The youth movement at quarterback continues to dominate the news.

Not only are five rookie quarterbacks starting, but several others are in key backup rules. Undrafted Austin Davis is backing up Sam Bradford in St. Louis for the moment. Nick Foles beat out Mike Kafka for the backup job in Philadelphia. The Broncos kept Caleb Hanie, but it wouldn't surprise anyone if Brock Osweiler gets the nod.

Quarterback decisions were some of the most interesting aspects of the league's cutdown to 53. As was proven in free agency, teams are downsizing their investments in backups. What was becoming a $4 million to $5 million position is heading toward the $2 million or below range.

And teams aren't afraid to go young. The Patriots let go of Brian Hoyer and his $1.927 million salary and moved Ryan Mallett into the backup role. One interesting decision still remains in Buffalo. Do the Bills keep Tarvaris Jackson as the backup or Tyler Thigpen or both? Thigpen makes $2.5 million. Jackson agreed to a pay cut that gives him a $1.75 million salary and a weekly roster bonus that could add up to another $250,000.

Jackson ended up costing about the same as Vince Young, so you figure Jackson has the edge.

As important as the quarterback position is, it amazes me that so many teams kept only two quarterbacks on the 53-man roster. More than a dozen teams did it this year. But it's a gamble. What if two quarterbacks get hurt in a game? Coaches can talk about having a player designated as an emergency quarterback, but to use him in game conditions could be costly.

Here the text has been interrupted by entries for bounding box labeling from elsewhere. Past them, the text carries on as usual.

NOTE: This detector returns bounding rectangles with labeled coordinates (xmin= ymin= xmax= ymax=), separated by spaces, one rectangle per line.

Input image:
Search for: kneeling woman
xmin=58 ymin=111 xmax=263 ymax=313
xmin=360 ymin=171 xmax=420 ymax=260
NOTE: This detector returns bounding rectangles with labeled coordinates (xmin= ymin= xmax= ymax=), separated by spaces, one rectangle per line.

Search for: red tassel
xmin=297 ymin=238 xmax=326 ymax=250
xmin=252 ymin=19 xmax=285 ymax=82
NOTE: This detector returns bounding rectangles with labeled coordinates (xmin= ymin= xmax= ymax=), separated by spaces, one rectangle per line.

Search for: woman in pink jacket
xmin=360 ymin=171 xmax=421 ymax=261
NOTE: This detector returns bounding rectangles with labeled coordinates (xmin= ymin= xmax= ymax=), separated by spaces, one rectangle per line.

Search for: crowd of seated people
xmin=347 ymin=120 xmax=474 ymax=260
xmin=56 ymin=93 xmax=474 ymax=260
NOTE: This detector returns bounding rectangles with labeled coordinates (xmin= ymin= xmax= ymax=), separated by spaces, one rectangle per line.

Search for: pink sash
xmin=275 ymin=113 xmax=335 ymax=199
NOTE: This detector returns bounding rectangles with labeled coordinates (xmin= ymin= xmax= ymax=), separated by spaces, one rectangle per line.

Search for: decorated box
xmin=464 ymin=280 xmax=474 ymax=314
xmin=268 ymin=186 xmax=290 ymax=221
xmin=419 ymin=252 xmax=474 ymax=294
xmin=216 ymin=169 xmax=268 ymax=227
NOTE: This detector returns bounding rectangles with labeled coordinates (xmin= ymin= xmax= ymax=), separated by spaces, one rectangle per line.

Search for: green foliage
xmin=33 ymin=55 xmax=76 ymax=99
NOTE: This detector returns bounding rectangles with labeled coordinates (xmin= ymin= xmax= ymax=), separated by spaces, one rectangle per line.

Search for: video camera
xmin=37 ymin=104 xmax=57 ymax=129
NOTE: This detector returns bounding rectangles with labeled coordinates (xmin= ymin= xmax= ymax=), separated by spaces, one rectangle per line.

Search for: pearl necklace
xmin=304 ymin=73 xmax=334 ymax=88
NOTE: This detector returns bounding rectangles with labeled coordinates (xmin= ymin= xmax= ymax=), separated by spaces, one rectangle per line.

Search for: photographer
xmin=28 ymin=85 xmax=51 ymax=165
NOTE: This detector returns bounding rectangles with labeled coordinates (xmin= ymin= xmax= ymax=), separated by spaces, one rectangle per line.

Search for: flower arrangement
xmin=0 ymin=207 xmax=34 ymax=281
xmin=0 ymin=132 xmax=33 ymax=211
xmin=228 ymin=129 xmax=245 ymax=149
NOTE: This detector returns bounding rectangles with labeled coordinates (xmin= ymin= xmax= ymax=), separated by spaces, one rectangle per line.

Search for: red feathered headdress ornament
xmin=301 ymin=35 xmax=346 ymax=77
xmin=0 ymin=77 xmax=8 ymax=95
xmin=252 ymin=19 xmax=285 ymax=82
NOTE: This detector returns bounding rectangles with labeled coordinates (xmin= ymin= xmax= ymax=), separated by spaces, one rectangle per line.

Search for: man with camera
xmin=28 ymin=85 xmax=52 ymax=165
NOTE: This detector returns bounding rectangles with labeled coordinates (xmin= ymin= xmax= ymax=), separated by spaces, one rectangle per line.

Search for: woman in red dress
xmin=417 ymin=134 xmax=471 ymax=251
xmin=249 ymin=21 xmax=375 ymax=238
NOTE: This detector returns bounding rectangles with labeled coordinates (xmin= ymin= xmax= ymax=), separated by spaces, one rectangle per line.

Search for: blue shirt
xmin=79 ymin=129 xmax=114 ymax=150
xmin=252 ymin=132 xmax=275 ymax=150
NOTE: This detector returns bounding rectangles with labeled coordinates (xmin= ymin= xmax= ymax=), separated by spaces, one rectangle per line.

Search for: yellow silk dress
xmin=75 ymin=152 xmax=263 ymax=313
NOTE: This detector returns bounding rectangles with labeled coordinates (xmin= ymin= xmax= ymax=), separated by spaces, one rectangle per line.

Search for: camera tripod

I still give credit to the Cowboys and Bears for trying to maintain experienced backups. After Jon Kitna retired, the Cowboys signed Kyle Orton, who is good enough to start. After Hanie's failures in Chicago, the Bears signed Jason Campbell, who has been spectacular in practice and games.

From the inbox

Q: The NFL and the referees' union still have not agreed on terms. The NFL during the interim is willing to use replacement referees. Recently there have been a couple of high-profile lawsuits from former players regarding how the NFL is responsible for players' mental health. You have mentioned that with the new referees the games might not be at a standard that we are accustomed. Why is the NFL willing to lower the standard we have come to enjoy over a small amount of money? Also, with the replacement referees, do you believe injuries will rise?

Edward in New York

A: It's debatable whether the replacement officials will have an impact on injuries, but the topic is on the table as long as the real officials are locked out. The bigger problem is the efficiency of the game. The replacement officials continue to have problems placing the ball at the right spot. They need too many conferences to get calls correct. As expected, they aren't up to the right standards. The NFL needs to get a deal done. The stakes are too important.

Q: Although Jerry Jones has proclaimed his roster spot safe, do you think it's time Jerry starts exploring trade options for Felix Jones? He's in a contract year, Lance Dunbar and Phillip Tanner performed well in back-to-back training camps and lit it up in the preseason, and the Lions are in desperate need of running back help. Could we get a mid-to-late-round pick for him?

Naad in Los Angeles

A: A mid-to-late-round pick would do nothing for the Cowboys. The clock is ticking on this team. They need to win now and they need to have as much talent as possible on the team now. They don't need to worry about getting lower draft picks. Jones may be disappointing but he's talented. In this league, you need two or three good backs. Look at the Lions -- they used two high draft choices on running backs and now are in the market to make moves to fix the position.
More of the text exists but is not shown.